The B2B eCommerce Opportunity and Growth Beyond Agile – CommerceNow ’19 Part 3

4 minutes

If you’ve heard it once, you’ve heard it a million times: marketing is all about the customer. Unfortunately, that maxim can be easy to forget when you’re bogged down in the day-to-day of implementing eCommerce systems or managing agile sprints. But for all your hard work to pay off, you really need to stay focused on the customer. These recent CommerceNOW sessions covering eCommerce and growth may help you develop new strategies for making customer needs your top priority.

 

Maximizing the B2B eCommerce Opportunity: Don’t Be Afraid to Get Messy

 

In this session, Anna Talerico, Chief Operating Officer at Linux Academy, covers everything from measurement to compensation to goal setting. She started out by pointing out a reality that’s too often ignored: the buyer journey is messy! In contrast to often-shared images of a perfect funnel progressing from awareness to consideration to purchase, buyers make many detours along the way and don’t have a perfect path to becoming customers.

 

Different types of businesses may have different business models and complicated sales environments, but they all they need to focus on one thing: sell the way your buyers want to buy. Here are three easy steps to help you start selling for buyer needs, not internal processes:

 

  1. Define your lanes: Who works what deals? What deals can be sold which ways? Even in a complicated sales environment that involves selling online up to a certain number of seats, sending POs through Zendesk, fielding inbound and outbound calls and more, you can control and define how you sell your product for each kind of deal. Make sure to answer questions like who gets paid on a deal, who gets credit for expansions and renewals or how to transition deals to customer success.

 

  1. Document the ground rules. Once you’ve defined your selling lanes, write down the details—now! Too many companies operate on institutional knowledge about how deals work, leading to confusion and people working at cross-purposes to chase a commission. The more clearly you define and document lanes, the more likely you are to succeed—and the better prepared you will be to scale.

 

  1. Look for loopholes. What deals don’t fit in the system? In one company, salespeople were sending deals over to the eCommerce system to close and then grabbing credit for them, because deals were easier to fulfill that way. They weren’t following the process, but still got commissions! Find and close loopholes like this.

 

  1. Evolve as needed. No matter how good your initial “lanes” are and how well you document them, they won’t be perfect! Make sure they change as your business does. Evolve the processes in line with your team to ensure continued success.

 

  1. Sell the way your buyers want to buy. Don’t force them into anything—make it easy for them every step of the way.

 

Once you start recognizing the messy reality of the buyer’s journey and prepare to handle it, you may be ready to improve your product or service offerings to drive additional growth. Here’s how to do that—by going beyond agile.

 

 

Growth Beyond Agile: Focus on the Customer

 

Andre Morys, cofounder of konversionsKRAFT, discussed the recent hype around A/B testing, growth culture and experimentation—and where the hype falls flat. He shared the top 1% of growth principles that were consistent across 500 global experiments conducted by GO Group, a group of optimization consultants.

 

The Top Growth Principles You Can’t Ignore

  1. Give people a relevant reason to buy. Speak their language, not yours.
  2. Use herding and scarcity: funnel buyers to channels where scarcity exists.
  3. Make people feel good when the going gets tough—add a “you qualify for free shipping” message in checkout, for example.

 

Why are these are winning principles? Because they start with human behavior, not marketing departments. Too many marketers think about templates and tracking pixels rather than people and behavior. Leading with tactics will never win: lead with the customer instead.

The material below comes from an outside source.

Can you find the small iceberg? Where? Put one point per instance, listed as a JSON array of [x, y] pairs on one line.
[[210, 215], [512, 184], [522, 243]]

While these principles are globally applicable, you’ll need to build out your own experimentation engine to find similar principles that work for your company. You can do that by getting started with an agile approach to growth.

 

What Does It Mean to Be Agile?

 

Agile has clearly taken off: the methodology has been widely adopted, with colorful sticky notes and cool illustrations available even on stock photo sites. But there’s way more to agile than feel-good sticky notes and cute drawings.

A lot of people are involved with agile processes, and agile means that product gets shipped more often, but it doesn’t always mean that the product gets better. Quality often rests with the product owner (PO). A good product owner will produce good product; a “bad” one will build a bad one. This means that agile alone is not enough—an agile team can build a product with a poor customer experience.

 

To ensure that agile works for your customers, not against them, have your company (including your PO!) adopt these three tasks to produce growth:

  • Analyze customer problems
  • Prioritize work (throw away irrelevant ideas!)
  • Validate learnings (with a quantitative framework)

 

The growth equation: analyze x prioritize x validate = growth

                                               

Start to move from thinking about features to thinking about customer needs. You’d be surprised to discover how many features are not designed with the customer in mind. In addition, when testing, don’t just test, test the right thing. Work on understanding customer needs through interviews, behavioral studies and more. Don’t stop your research after just a few interviews. Find out how customers really feel. And get angry about customer problems! When their problems drive you, you’ll succeed.